Session 1. Why do We Study 'Public' Management?
In this session, we will seek answers the following questions: Is public management different from private management? Why do we care about 'public' management? Given the pervasive influence of the state in Vietnam, is it meaningful to differentiate public and private management?
- Behn, R. 1995. "The Big Questions of Public Management." Public Administration Review 55(4): 313-324 (Read highlighted (translated) part only).
- [In-Class Discussion] Davis, B. 2016. "Public Sector Graft an Issue in Vietnam, But There could be One Simple Solution." Forbes August 22, 2016.
Session 2. Changing Context and Shape of the Public Sector
Why does government intervene in market? What is the changing view and trend about the government? What is the appropriate size of government?
- Van der Wal, Z. 2017. "Chapter 2. 'Traditional' versus 'New'." The 21st Century Public Manager. London: Palgrave Macmillan, p.17-36.
- Kwak, James. 2011. "What Do You Mean, 'Government Is Too Big?" The Atlantic. Available at https://www.theatlantic.com/business/archive/2011/07/what-do-you-mean-government-is-too-big/242093/ (English).
- [In-Class Discussion] Divide into groups. Each group should identify major policy areas at international, national, and local level where it believes current government policy in Vietnam needs to change.
- [In-Class Assignment] Assignment sheet will be distributed. Please read the charts and questions, answer carefully, and submit by 8.20 a.m. prior to the class on April 4.
This course is designed to explore significant developments and themes in the field of public management. This course serves the needs of those who wish to learn how public, private, and non-profit sectors as well as general citizens work together in producing 'public goods.' Traditional public administration and management literature has mainly focused on the role of government agencies in public affairs, but with increasing external pressure and changing environment, co-production of public good and using business strategies in public organizations are increasingly an unavoidable trend. We explore the proposition that more opened and collective engagement can make governance more legitimate, fair, and effective by examining many innovations in governance that range from neighborhood to national scale, in the United States, Europe, Latin America and East Asia as well as Vietnam. These 'real world' cases range across many issues. This course will expose students to management theories and frameworks as well as strategies, tools and heuristics for managing public organizations in their current environment.

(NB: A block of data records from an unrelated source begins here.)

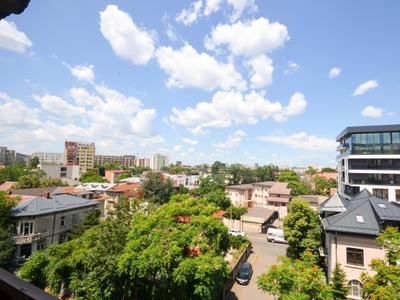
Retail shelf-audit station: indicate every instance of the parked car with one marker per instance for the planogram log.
(244, 274)
(275, 235)
(236, 232)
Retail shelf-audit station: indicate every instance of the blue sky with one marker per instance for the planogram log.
(237, 81)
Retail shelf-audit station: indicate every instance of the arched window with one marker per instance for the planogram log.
(355, 288)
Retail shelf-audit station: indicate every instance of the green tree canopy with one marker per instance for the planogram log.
(156, 189)
(384, 283)
(301, 228)
(295, 279)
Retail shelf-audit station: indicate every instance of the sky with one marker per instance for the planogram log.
(236, 81)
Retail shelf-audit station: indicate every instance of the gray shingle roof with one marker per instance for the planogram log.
(56, 203)
(364, 215)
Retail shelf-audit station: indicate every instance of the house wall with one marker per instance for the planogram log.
(49, 226)
(337, 251)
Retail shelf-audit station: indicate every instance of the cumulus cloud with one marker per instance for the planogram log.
(189, 16)
(362, 88)
(198, 130)
(188, 68)
(301, 141)
(13, 39)
(232, 141)
(126, 39)
(231, 107)
(256, 37)
(57, 105)
(83, 72)
(372, 112)
(190, 142)
(262, 70)
(334, 72)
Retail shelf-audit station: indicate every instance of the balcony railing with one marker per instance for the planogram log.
(26, 239)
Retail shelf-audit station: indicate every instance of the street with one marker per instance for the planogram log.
(264, 254)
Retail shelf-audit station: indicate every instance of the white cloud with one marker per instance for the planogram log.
(13, 39)
(372, 112)
(126, 39)
(190, 142)
(334, 72)
(232, 140)
(189, 16)
(239, 6)
(57, 105)
(188, 68)
(83, 73)
(261, 74)
(212, 6)
(229, 107)
(362, 88)
(256, 37)
(198, 130)
(302, 141)
(83, 97)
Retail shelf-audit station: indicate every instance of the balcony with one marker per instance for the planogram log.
(26, 239)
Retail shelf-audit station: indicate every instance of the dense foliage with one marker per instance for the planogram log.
(301, 228)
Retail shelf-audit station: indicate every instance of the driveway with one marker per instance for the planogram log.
(264, 254)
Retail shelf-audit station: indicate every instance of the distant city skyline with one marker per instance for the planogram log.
(266, 82)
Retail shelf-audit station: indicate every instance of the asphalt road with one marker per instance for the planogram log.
(264, 254)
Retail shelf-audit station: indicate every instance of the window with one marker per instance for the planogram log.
(355, 288)
(355, 257)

This course in Public Management is built on lectures and students' contribution through class discussion, case works, small group breakout sessions, and problem-solving discussions. Individual students will practice analytical skills and writing skills, including how to write clear concise reflection papers. The objective of this course is for students to gain an overview of both issues and practices related to public management while acquiring skills for working in small groups. Detailed course objectives are:
* Provide students with a clear understanding of the characteristics of public management
* Enhance student's understanding of core competences required to comprehend public organizations' environment and strategically manage their stakeholders and their operations.
* Increase students' awareness and expertise of managerial strategies, tools and practices they may enact to reach public organization's objectives and to improve their performances.
* Enable students to develop their skills and techniques needed to be successful public managers.
* Provide students with comparative methods & the examples of best practices.